Het voorstel tot oprichten van een projectvereniging ter bevordering van de intergemeentelijke samenwerking rond onroerend erfgoed in de Brabantse Kouters en toetreden van de gemeente in de respectievelijke projectvereniging werd goedgekeurd door de gemeenteraad in de zitting van 24 oktober 2019. Tijdens dezelfde zitting werd ook de opmaak van een aanvraagdossier voor erkenning als Intergemeentelijke Onroerend Erfgoeddienst (IOED) bij de Vlaamse Overheid goedgekeurd.
De beide projectverenigingen Brabantse Kouters Oost (gemeente Kraainem, Machelen, Steenokkerzeel, Wezembeek-Oppem, Zaventem en Zemst en de stad Vilvoorde) en Brabantse Kouters West (gemeenten Asse, Grimbergen, Meise, Merchtem en Wemmel) sloten een samenwerkingsovereenkomst af met Regionaal Landschap Brabantse Kouters vzw (RLBK) voor de uitvoering van de erfgoedwerking door RLBK. Een erkenning als IOED (en bijhorende Vlaamse financiering) werd tijdens de eerste aanvraagronde in 2020 nog niet verleend door de Vlaamse Overheid, maar op de vergadering van 16 november 2020 beslisten de raden van bestuur van beide projectverenigingen om:
en beperkte erfgoedwerking uit te bouwen in verhouding tot de financiële input vanuit de aangesloten gemeenten;
nauw samen te werken tussen de projectverenigingen Brabantse Kouters West en Brabantse Kouters Oost (gezamenlijke inhoudelijke werking, begroting, vergaderingen);
de volgende inhoudelijke speerpunten voor 2021-2022-2023 naar voor te schuiven:
Herinventarisatie en valorisatie van bouwkundige erfgoed op de Vlaamse Inventaris
De opmaak van een nieuw aanvraagdossier voor de erkenning als IOED in 2022
Ondersteuning gemeenten i.k.v. funerair erfgoed
Onderzoeken mogelijkheden tot samenwerken bij publiekswerking (bv.
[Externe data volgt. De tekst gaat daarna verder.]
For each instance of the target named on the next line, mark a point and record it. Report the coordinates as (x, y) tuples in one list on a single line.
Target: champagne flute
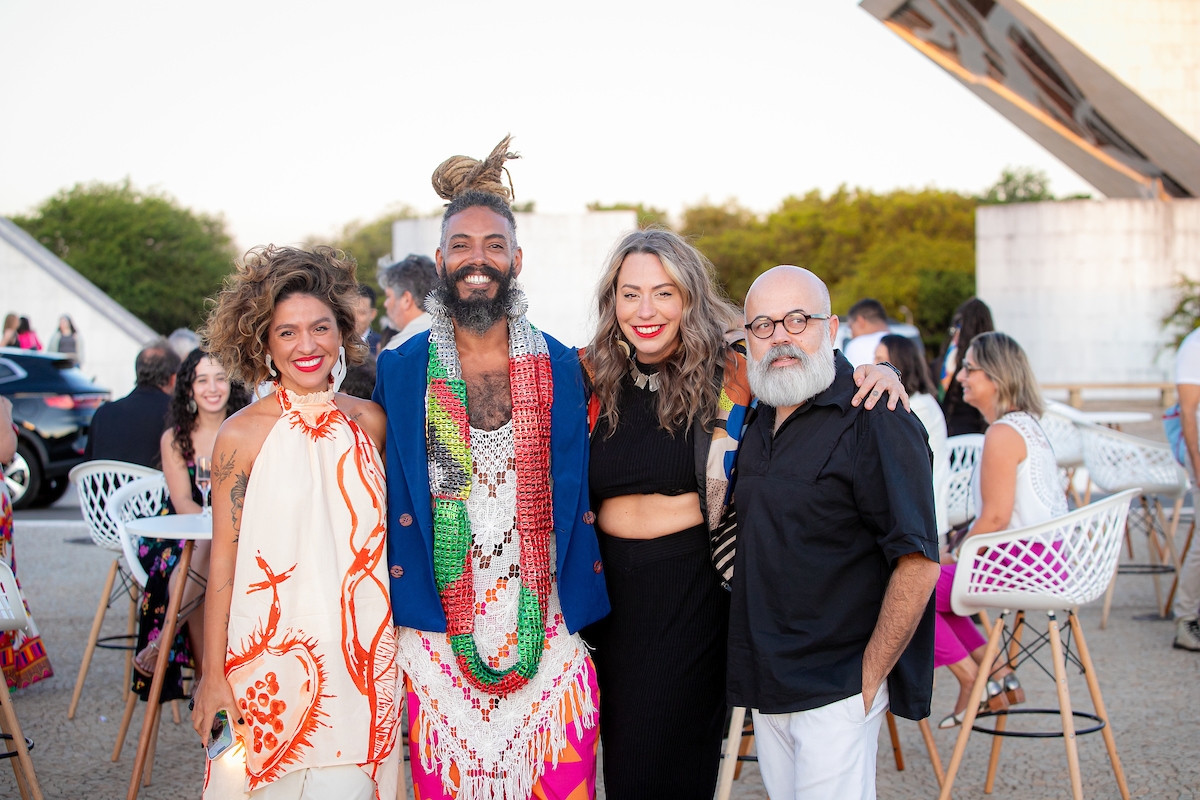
[(203, 480)]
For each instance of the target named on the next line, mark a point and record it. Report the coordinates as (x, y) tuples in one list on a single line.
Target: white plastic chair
[(95, 482), (1054, 566), (1059, 423), (13, 618), (144, 497), (964, 451), (1116, 462)]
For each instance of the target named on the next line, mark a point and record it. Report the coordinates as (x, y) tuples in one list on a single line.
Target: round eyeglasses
[(795, 322)]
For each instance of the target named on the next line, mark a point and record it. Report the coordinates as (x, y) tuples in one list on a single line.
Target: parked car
[(52, 404)]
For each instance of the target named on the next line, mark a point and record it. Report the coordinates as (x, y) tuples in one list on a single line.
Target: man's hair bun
[(459, 174)]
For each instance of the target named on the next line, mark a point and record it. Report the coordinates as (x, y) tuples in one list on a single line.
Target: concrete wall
[(1084, 286), (1153, 46), (562, 259), (36, 284)]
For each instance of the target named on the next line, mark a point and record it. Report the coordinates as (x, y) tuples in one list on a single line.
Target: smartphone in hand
[(221, 738)]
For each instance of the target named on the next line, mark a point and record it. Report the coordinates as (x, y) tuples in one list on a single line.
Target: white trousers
[(1187, 595), (341, 782), (825, 753)]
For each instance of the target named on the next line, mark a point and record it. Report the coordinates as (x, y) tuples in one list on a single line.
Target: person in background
[(970, 319), (1015, 485), (9, 338), (66, 340), (27, 340), (868, 324), (831, 620), (203, 400), (183, 341), (130, 428), (406, 286), (22, 655), (1187, 596), (903, 354), (364, 314)]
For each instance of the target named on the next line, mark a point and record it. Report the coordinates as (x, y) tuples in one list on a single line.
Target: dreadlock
[(468, 182)]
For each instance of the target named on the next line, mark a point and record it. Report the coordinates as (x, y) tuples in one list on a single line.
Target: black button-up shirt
[(826, 506)]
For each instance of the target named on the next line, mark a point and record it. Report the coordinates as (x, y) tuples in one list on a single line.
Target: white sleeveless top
[(1038, 495), (312, 649), (499, 744)]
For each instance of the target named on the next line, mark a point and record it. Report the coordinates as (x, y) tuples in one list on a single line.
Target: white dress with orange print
[(312, 649), (499, 745)]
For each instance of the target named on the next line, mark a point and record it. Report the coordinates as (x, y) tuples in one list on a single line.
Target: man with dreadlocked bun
[(493, 560)]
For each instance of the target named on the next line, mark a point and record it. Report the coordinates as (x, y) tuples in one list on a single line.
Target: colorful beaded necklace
[(448, 444)]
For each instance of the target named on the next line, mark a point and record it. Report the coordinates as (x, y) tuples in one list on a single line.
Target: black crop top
[(641, 457)]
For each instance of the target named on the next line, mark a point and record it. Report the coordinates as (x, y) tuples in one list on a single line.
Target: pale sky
[(292, 119)]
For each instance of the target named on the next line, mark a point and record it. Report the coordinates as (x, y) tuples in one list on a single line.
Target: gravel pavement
[(1149, 687)]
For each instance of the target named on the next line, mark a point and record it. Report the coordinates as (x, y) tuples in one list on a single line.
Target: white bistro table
[(187, 528), (1116, 419)]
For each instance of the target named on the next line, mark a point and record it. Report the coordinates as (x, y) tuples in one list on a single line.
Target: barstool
[(95, 481), (1051, 567), (1116, 462), (13, 618)]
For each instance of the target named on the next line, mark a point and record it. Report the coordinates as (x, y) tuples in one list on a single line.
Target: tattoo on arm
[(223, 469), (238, 495)]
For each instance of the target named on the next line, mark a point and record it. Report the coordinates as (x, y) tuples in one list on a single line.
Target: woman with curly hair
[(203, 398), (669, 407), (299, 641)]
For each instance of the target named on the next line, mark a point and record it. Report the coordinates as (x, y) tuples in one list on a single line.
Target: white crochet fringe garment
[(498, 744)]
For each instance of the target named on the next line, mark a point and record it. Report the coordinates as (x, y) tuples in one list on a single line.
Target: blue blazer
[(400, 389)]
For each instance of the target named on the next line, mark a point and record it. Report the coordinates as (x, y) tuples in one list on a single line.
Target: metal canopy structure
[(1054, 91)]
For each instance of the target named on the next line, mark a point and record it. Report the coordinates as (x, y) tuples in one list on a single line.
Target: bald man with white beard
[(831, 619)]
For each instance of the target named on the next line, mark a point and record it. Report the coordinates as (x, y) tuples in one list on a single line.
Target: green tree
[(1019, 185), (647, 215), (1185, 317), (904, 248), (156, 258)]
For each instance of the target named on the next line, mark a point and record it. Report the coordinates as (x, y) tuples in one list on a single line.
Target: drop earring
[(337, 374)]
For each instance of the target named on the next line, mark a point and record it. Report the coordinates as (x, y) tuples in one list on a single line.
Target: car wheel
[(52, 489), (23, 477)]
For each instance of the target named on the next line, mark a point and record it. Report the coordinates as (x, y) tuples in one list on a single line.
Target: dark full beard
[(785, 386), (475, 312)]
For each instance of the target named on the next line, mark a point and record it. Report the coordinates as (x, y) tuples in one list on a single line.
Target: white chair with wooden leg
[(95, 482), (1059, 423), (144, 497), (963, 453), (13, 618), (1116, 462), (1053, 567)]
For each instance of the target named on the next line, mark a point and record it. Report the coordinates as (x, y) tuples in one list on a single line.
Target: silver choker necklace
[(641, 379)]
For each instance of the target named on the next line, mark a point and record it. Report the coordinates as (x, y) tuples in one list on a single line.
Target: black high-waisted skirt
[(660, 662)]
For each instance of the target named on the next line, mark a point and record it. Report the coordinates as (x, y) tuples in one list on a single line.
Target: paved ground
[(1150, 691)]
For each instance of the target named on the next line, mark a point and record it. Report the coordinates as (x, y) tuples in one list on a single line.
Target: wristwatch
[(892, 367)]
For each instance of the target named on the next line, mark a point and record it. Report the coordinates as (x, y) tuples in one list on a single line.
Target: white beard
[(784, 386)]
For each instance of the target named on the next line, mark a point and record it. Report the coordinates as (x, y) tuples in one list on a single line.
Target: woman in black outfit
[(970, 319), (667, 408)]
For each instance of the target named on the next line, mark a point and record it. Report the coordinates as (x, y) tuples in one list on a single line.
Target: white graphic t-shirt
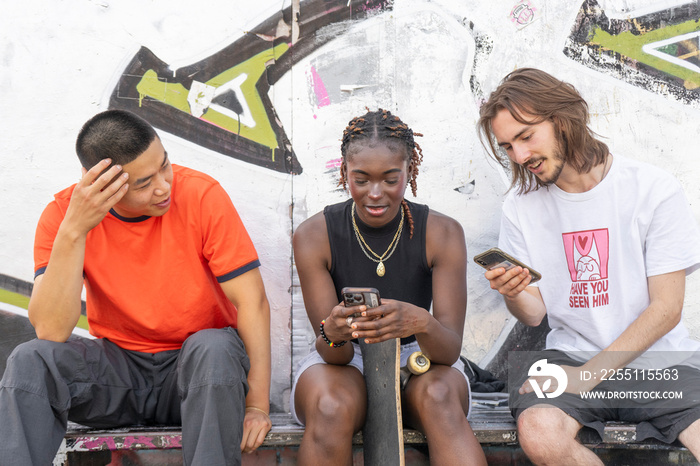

Open Monumentendag) en
RLBK de opdracht te geven een deeltijdse medewerker aan te werven om deze werking op te starten. Deze medewerker kwam in dienst van RLBK op 24 mei 2021.
In 2022 werd een traject doorlopen om de projectverenging Brabantse Kouters West te ontbinden en de betrokken gemeenten (Asse, Grimbergen, Meise, Merchtem en Wemmel) te laten toetreden tot de projectvereniging Brabantse Kouters Oost en deze om te dopen tot Erfgoed Brabantse Kouters. Bovendien werd ook beslist om vanuit de projectvereniging Erfgoed Brabantse Kouters een nieuwe erkenningsaanvraag als IOED bij de Vlaamse Overheid in te dienen. Dit werd formeel goedgekeurd op de gemeenteraad van 27 oktober 2022.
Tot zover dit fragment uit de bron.